On Mar 12, 2013, at 5:13 AM, Julien Cigar <[email protected]> wrote:

> Hello,
> 
> I have written a CMS which is, among other, based on the joined load 
> inheritance feature of SQLAlchemy.
> 
> It is quite simple: the user is able to add "objects" in "containers" and can 
> select the default polymorphic loading for a "container". In gross it can 
> dynamically select which tables will be joined.
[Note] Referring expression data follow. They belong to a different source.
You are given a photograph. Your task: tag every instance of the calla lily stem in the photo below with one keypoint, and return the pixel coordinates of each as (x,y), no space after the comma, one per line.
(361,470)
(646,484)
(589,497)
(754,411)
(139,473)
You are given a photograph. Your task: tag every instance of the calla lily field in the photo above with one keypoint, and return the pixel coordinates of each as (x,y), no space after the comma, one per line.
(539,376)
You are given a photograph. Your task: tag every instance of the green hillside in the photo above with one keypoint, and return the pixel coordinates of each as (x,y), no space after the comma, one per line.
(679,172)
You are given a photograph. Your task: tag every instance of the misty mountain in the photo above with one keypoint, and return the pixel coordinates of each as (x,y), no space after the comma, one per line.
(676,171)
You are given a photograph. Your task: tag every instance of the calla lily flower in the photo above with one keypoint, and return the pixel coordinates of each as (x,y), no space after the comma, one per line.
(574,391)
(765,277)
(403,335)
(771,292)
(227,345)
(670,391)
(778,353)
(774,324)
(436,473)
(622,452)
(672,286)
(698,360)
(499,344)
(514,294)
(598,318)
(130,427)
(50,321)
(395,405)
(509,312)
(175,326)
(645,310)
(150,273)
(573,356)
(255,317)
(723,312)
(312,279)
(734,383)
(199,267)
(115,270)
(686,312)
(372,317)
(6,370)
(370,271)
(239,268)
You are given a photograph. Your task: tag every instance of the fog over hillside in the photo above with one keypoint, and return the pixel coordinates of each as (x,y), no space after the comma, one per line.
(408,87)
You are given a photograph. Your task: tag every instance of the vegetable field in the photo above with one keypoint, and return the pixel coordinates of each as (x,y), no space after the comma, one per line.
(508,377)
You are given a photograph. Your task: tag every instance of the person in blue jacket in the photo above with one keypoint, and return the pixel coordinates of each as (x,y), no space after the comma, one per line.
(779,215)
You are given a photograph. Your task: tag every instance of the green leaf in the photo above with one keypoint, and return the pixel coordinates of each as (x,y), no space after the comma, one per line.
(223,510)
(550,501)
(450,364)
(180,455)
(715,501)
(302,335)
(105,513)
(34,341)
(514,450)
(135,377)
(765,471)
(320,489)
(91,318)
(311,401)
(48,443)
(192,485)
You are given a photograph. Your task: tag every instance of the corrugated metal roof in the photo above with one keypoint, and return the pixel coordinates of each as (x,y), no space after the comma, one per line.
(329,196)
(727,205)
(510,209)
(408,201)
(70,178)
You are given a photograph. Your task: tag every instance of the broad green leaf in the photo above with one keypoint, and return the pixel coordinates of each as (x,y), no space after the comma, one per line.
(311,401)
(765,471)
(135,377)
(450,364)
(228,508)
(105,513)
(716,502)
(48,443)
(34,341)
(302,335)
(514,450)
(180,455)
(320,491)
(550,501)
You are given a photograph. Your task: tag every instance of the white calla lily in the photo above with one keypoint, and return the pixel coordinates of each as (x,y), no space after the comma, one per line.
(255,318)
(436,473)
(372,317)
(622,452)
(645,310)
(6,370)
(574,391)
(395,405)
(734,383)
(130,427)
For that I'm using the new 
> orm.with_polymorphic() stuff of version 0.8.
> 
> It works well, and now I would also be able to let the user to set a default 
> ORDER BY, ... for a "container".
> Basically I would like to be able to select a default ORDER BY from the 
> orm.with_polymorphic() join above.
> 
> For the moment I'm using a "bytea" (I'm using PostgreSQL) column, named 
> "default_order" which is mapped in a "PickleType" on the SQLAlchemy side. 
> This column is just a serialized list which looks like:
> 
> [{'column': 'starts', 'polymorphic_identity': 5, 'weight': 1, 'order': 
> 'desc'},
> {'column': 'weight', 'polymorphic_identity': None, 'weight': 2, 'order': 
> 'asc'},
> {'column': 'last_update', 'polymorphic_identity': None, 'weight': 3, 'order': 
> 'asc'}]
> 
> So it tells which column from which primary mapper should be used and in 
> which order.
> I'm using the following code http://pastie.org/6459613 to transform this in 
> an ORDER BY clause.
> 
> Not all columns should be selectable, so I used something like this in my 
> mapped classes:
> 
> Content.__order__ = [Content.weight, Content.last_update]
> Event.__order__ = [Event.starts, Event.ends]
> File.__order__ = [File.file_size]
> 
> I need some advices on how would you do to maintain the "consistency" of 
> everything. By consistency I mean that I would like to avoid cases where the 
> user select a column that doesn't exist or is not allowed, a 
> polymorphic_identity that doesn't exist, maintain the synchronization between 
> the polymorphic loading of a container and the serialized list, etc
> 
> Would you create a custom type based on PickleType or a simple @validates() 
> or .. ?

well I'd stay away from PickleType like the plague and at least use a JSON 
column instead.

I can't answer the bigger question here since it's dependent on the flow of 
your application.  For example, i don't see how you're about to "select" some 
rows, but then there's an object already loaded in memory where you can pull 
out these various database-persisted attributes that describe other SQL 
queries.  Then @validates, that's used for persisting data, so I guess this 
means users are persisting objects that describe SQL queries ?   Sure, if 
someone tries to say "set_order_by('somecol')", and you want to check 
Content.__order__, @validates seems the most expedient approach.    But if this 
is a GUI, typically you are not allowing invalid selections from the GUI in the 
first place, so something would be scanning those __order__ collections ahead 
of time.... its kind of a highly specific application design question.